In a bold move that will either revolutionize the auto industry or bankrupt it faster than a crypto-themed Chuck E. Cheese, a new electric vehicle startup named “Gary” is offering to pay people to drive its cars.
Yes, you read that correctly. Gary—the automotive brand that sounds more like your divorced uncle’s bowling partner than a sleek EV manufacturer—is launching with the promise: “Drive Gary, Get Paid.” While Tesla makes you pay extra for a steering wheel and Rivian still doesn’t know what a profit is, Gary is flipping the business model like a pancake at a Denny’s.
How does it work?
According to Gary’s bafflingly confident founder and CEO, Gary Garyson (yes, really), the company uses a “revenue-positive data streaming ecosystem”—which sounds suspiciously like “we’re selling your soul and dashboard habits to advertisers.” In exchange, drivers receive monthly cash payouts, free upgrades, and “a weird amount of personalized birthday messages from AI Gary.”
“It’s simple,” says Garyson. “Other companies charge you for driving their car.
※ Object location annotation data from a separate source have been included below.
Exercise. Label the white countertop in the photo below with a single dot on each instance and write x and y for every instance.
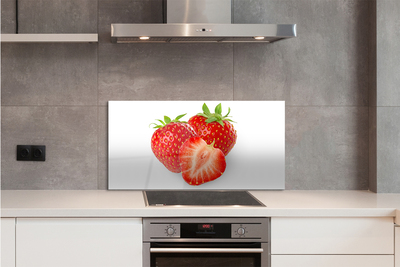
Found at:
(103, 203)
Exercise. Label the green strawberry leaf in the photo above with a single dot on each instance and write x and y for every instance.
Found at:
(161, 122)
(218, 109)
(206, 110)
(180, 116)
(211, 119)
(229, 111)
(167, 119)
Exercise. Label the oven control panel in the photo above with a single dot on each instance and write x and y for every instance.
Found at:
(240, 230)
(199, 229)
(168, 230)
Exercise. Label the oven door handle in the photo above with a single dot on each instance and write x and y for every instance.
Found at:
(206, 250)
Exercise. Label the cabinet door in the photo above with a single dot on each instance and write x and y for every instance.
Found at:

We pay you for being part of the Gary movement. You’re not a customer—you’re a data-driven freedom ambassador.”

Vehicle features include:
• A fully electric drivetrain
• A 34-inch panoramic “AdVision™” screen that plays targeted ads while you drive (or cry)
• AI Gary co-pilot, who sometimes sings 80s soft rock when traffic slows
• Optional confetti cannon for when you hit charging milestones
Critics have questions.
Financial experts are calling Gary’s business model “unsustainable,” “likely illegal in 14 states,” and “somehow worse than NFTs.” Privacy advocates, meanwhile, are concerned the vehicle collects biometric data every time you sneeze or say the phrase “I’m kinda hungry.”
But early users—known as Garyans—are enthusiastic. “Look, I was broke, and now I get $47 a month just for sitting in traffic and letting my car listen to my Spotify shame playlist,” said one beta tester. “Gary is life.”
The future of driving?
Whether Gary is the next Apple-on-wheels or just an overfunded fever dream, one thing’s clear: when the car pays you, you start asking fewer questions. Like: Why does the glove box whisper product reviews at night?